Seurat v3.0.0 (7, 8) was used for all subsequent analysis. First, a series of quality filters was applied to the data to remove those barcodes which fell into any one of these categories recommended by Seurat: too few total transcript counts (<300); possible debris with too few genes expressed (<200) and too few UMIs (<1,000); possible more than one cell with too many genes expressed (>50,000) and too many UMIs (>10,000); possible dead cell or a sign of cellular stress and apoptosis with too high proportion of mitochondrial gene expression over the total transcript counts (>20%). Finally, predicted doublets were also removed using scrublet V0.2.3.
We constructed a Seurat object using the unfiltered feature-barcode matrix for each sample. Each sample was scaled and normalized using Seurat's “SCTransform” function to correct for batch effects (with parameters: vars.to.regress = c("nCount_RNA", "percent.mito"), return.only.var.genes = F).
scRNA-seq Cell Type Annotation
Cell types were assigned to each cluster by manually reviewing the expression of marker genes. The marker genes for main cell types were CD79A, CD79B, MS4A1 (B cells); CD8A, CD8B, CD7, CD3E (CD8+ T cells); CD4, IL7R, CD7, CD3E (CD4+ T cells); NKG7, GNLY, KLRD1, NCAM1 (NK cells); MZB1, SDC1, IGHG1 (Plasma cells); CLEC4C, IL3RA, IRF8, GZMB (Dendritic cells); FCGR3A (Macrophages); CD14, LYZ, S100A8, S100A9 (Monocytes); AZU1, ELANE, MPO (Neutrophils); COL1A1, COL3A1, TNC, S100A4 (Fibroblasts); and AHSP1, HBA, HBB (Erythrocytes). Detailed cell type markers are listed in Supplementary Table S1A. All cells that were labeled as erythrocytes and plasma cells were removed from subsequent analysis.
Processing of BMMC From MMRF CoMMpass Study for CITE-seq
Samples were thawed in the water bath at 37°C for 2–3 minutes and the cell concentration, viability were determined using a Bio-Rad T20 Cell Counter (catalog no. 145-0102). Samples were blocked by incubation with TruStain fcX (BioLegend, catalog no. 422301) in a 50 μL cell labeling buffer. Next, samples were labeled with Total-seq antibodies (BioLegend; Supplementary Table S1B) for 30 minutes. Cells were washed and resuspended to obtain a cell concentration of 700–1,200 cells/μL and gently pipette mix using a regular-bore pipette tip until a single-cell suspension is achieved. We then proceed immediately to Single-Cell Gene Expression Library (3′GEX) construction using 10X Chromium Single-Cell 3′ Reagent Kits v3 (catalog no. 1000075) and Chromium i7 Sample Index Plate with Barcoding technology for Cell Surface Protein. For each sample, 5,000 cells were injected for CITE-seq. The libraries were sequenced on NovaSeq S4 platform in pair end sequencing and a single index with at least 50,000 read pairs per cell.

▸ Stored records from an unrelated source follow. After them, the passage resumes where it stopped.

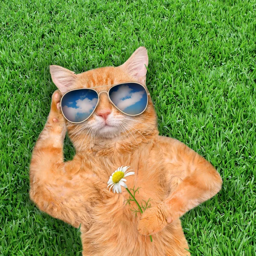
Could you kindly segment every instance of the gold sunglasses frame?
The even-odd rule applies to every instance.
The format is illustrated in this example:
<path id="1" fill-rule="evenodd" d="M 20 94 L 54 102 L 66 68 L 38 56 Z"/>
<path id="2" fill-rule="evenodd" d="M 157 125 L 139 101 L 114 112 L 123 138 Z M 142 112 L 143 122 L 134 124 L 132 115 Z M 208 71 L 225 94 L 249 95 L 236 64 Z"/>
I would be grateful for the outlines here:
<path id="1" fill-rule="evenodd" d="M 142 86 L 143 87 L 143 88 L 144 88 L 144 90 L 145 90 L 145 91 L 146 92 L 146 93 L 147 94 L 147 104 L 146 105 L 146 106 L 145 106 L 145 108 L 144 108 L 144 110 L 139 114 L 137 114 L 136 115 L 130 115 L 129 114 L 127 114 L 126 113 L 125 113 L 125 112 L 123 112 L 120 109 L 119 109 L 119 108 L 117 108 L 117 107 L 116 107 L 116 105 L 115 105 L 115 104 L 114 104 L 113 102 L 112 102 L 112 101 L 111 100 L 111 99 L 110 99 L 110 97 L 109 97 L 109 90 L 110 90 L 113 87 L 114 87 L 115 86 L 116 86 L 117 85 L 121 85 L 122 84 L 140 84 L 140 85 L 141 85 L 141 86 Z M 92 89 L 93 88 L 100 88 L 100 87 L 108 87 L 109 86 L 111 86 L 111 87 L 108 89 L 108 91 L 104 90 L 104 91 L 102 91 L 101 92 L 99 92 L 99 93 L 98 93 L 96 90 L 94 90 L 93 89 Z M 62 104 L 61 104 L 61 102 L 62 102 L 62 99 L 63 99 L 63 97 L 64 97 L 64 96 L 65 96 L 65 95 L 66 94 L 67 94 L 67 93 L 70 93 L 70 92 L 72 92 L 72 91 L 74 91 L 74 90 L 84 90 L 85 89 L 87 89 L 88 90 L 94 90 L 95 92 L 96 92 L 96 93 L 97 93 L 97 94 L 98 95 L 98 102 L 97 102 L 97 104 L 96 104 L 96 106 L 95 106 L 94 109 L 93 109 L 93 110 L 91 113 L 90 115 L 87 118 L 86 118 L 86 119 L 85 119 L 84 120 L 81 121 L 81 122 L 71 122 L 71 121 L 70 121 L 69 120 L 68 120 L 68 119 L 67 119 L 66 118 L 66 116 L 65 116 L 65 115 L 64 114 L 64 113 L 63 113 L 63 111 L 62 111 Z M 140 84 L 140 83 L 137 83 L 137 82 L 126 82 L 126 83 L 122 83 L 121 84 L 111 84 L 111 85 L 104 85 L 103 86 L 98 86 L 98 87 L 95 86 L 95 87 L 91 87 L 90 88 L 80 88 L 79 89 L 74 89 L 74 90 L 71 90 L 70 91 L 68 91 L 68 92 L 67 92 L 63 95 L 62 97 L 61 97 L 61 113 L 62 113 L 62 115 L 63 115 L 63 116 L 64 116 L 64 117 L 65 118 L 65 119 L 66 119 L 66 120 L 67 120 L 70 122 L 72 123 L 73 124 L 80 124 L 80 123 L 86 121 L 89 118 L 90 118 L 90 116 L 93 113 L 93 112 L 95 111 L 95 110 L 96 109 L 96 108 L 97 108 L 97 106 L 98 106 L 98 105 L 99 104 L 99 96 L 100 96 L 100 94 L 102 93 L 106 93 L 108 94 L 108 99 L 109 99 L 109 101 L 112 104 L 112 105 L 113 105 L 119 111 L 121 112 L 122 113 L 125 114 L 125 115 L 127 115 L 127 116 L 138 116 L 139 115 L 140 115 L 140 114 L 142 114 L 142 113 L 143 113 L 143 112 L 145 111 L 145 110 L 146 110 L 146 108 L 147 108 L 147 107 L 148 106 L 148 96 L 150 95 L 149 93 L 148 93 L 147 92 L 147 90 L 146 90 L 146 88 L 145 88 L 145 87 L 144 85 L 143 85 L 141 84 Z"/>

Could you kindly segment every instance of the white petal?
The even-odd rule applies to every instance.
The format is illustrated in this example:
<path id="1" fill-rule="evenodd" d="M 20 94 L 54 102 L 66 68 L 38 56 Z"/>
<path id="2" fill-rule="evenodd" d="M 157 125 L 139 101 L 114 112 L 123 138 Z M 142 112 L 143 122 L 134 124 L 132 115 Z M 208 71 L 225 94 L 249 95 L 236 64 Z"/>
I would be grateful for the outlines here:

CITE-seq Data Quantification Preprocessing
We used Cell Ranger to demultiplex, map to the human reference genome (grch38), and count UMIs in the mRNA libraries, and CITE-seq-Count to count UMIs in the antibody-derived tag (ADT) libraries. We filtered out cells with more than 10% UMIs from mitochondrially encoded genes or less than 1,200 mRNA UMIs in total. We then constructed a Seurat object using the feature-barcode matrix for each sample (Seurat v3.0.0). Each sample was scaled and normalized using Seurat's “SCTransform” function to correct for batch effects (with parameters: vars.to.regress = c("nCount_RNA", "percent.mito"), return.only.var.genes = F). Next, the protein expression levels were added to the Seurat object, followed by normalization and scaling for ADT assay.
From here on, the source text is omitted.